To know that we need to know what percentage of the Moon's sky the Earth covers. We can figure that out by imagining a sphere around the Moon with a radius that's the distance to the Earth, that's all the Moon's energy radiating outward into space. The surface of that sphere is 4πr^2. r is the distance from the Earth to the Moon, 3.8e5km, giving us a surface area of 1.8e12 km^2.
The Earth can be thought of as a disk on the surface of that sphere. Its surface area is πr^2. r is 6.4e3 km giving us a surface of 1.3e8 km^2.
1.3e8 km^2 / 1.8e12 km^2 is 7e-5. The Earth receives only 1/14,000th of the burning Moon's radiated energy. This means of the 3.5e29 J available, only 2.5e25 J will reach the Earth ever.
The Earth needs 5e24 J per year to sustain its current environment. Only 2.5e25 J will reach the Earth. The burning Moon can only heat the Earth for 5 years and that's an upper bound.
Now that I've done the calculations once, you can change the parameters and do them again. Moving the Moon closer or making it larger will help.
How Hot Does The Surface Of The Moon Have To Be?
The next problem is just how hot the surface of the Moon would have to be. How much power is each square meter of the Moon radiating? Is it feasible? Since the Moon is so small, it might need to be absurdly hot.
Let's, again, assume everything is the same as now, and the Earth is receiving its 5e24 J per year. Power is normally measured in Watts which is J/s. 1 year has 3.15e7 seconds, so the Earth receives about 1.6e17 Watts from the Sun.

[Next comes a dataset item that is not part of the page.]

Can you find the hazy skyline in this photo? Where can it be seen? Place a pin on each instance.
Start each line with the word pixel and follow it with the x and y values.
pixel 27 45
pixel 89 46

We calculated above that's just 1/14,000th of what the Moon is putting out, so the total power output of the burning Moon is about 2e21 Watts. That's about 1/1000th of what the Sun produces, or roughly the same as a very, very small red dwarf star.
The Moon has a surface area of 3.8e7 km^2 giving us a power per unit area of 5e13 W/km^2. Is that a lot? The Sun has a surface area of 6e12 km^2 and puts out 3.8e26 Watts giving a power per unit area of 6e13 W/km^2. Nearly the same!
Somehow the burning Moon has to put out the same energy per per unit area as the Sun using fuel that's 10 million times less energy dense. That's a problem, no fire is going to burn that intensely.
Worse, that level of energy output will produce a great force wanting to blow the Moon apart. Stars cope with this by being very, very massive; gravity balances this force wanting to blow it apart. Our burning Moon has nothing like the gravity of the Sun and will be instantly blown apart, the Earth will be showered with extremely hot fragments of burning hydrocarbons.
This part is particularly important because it means no amount of high-energy unobtanium will work. A burning Moon has to radiate too much energy for its gravity to hold itself together; it will blow itself apart.
Again, now that I've done the calculations, you can play with the parameters to try and make it work.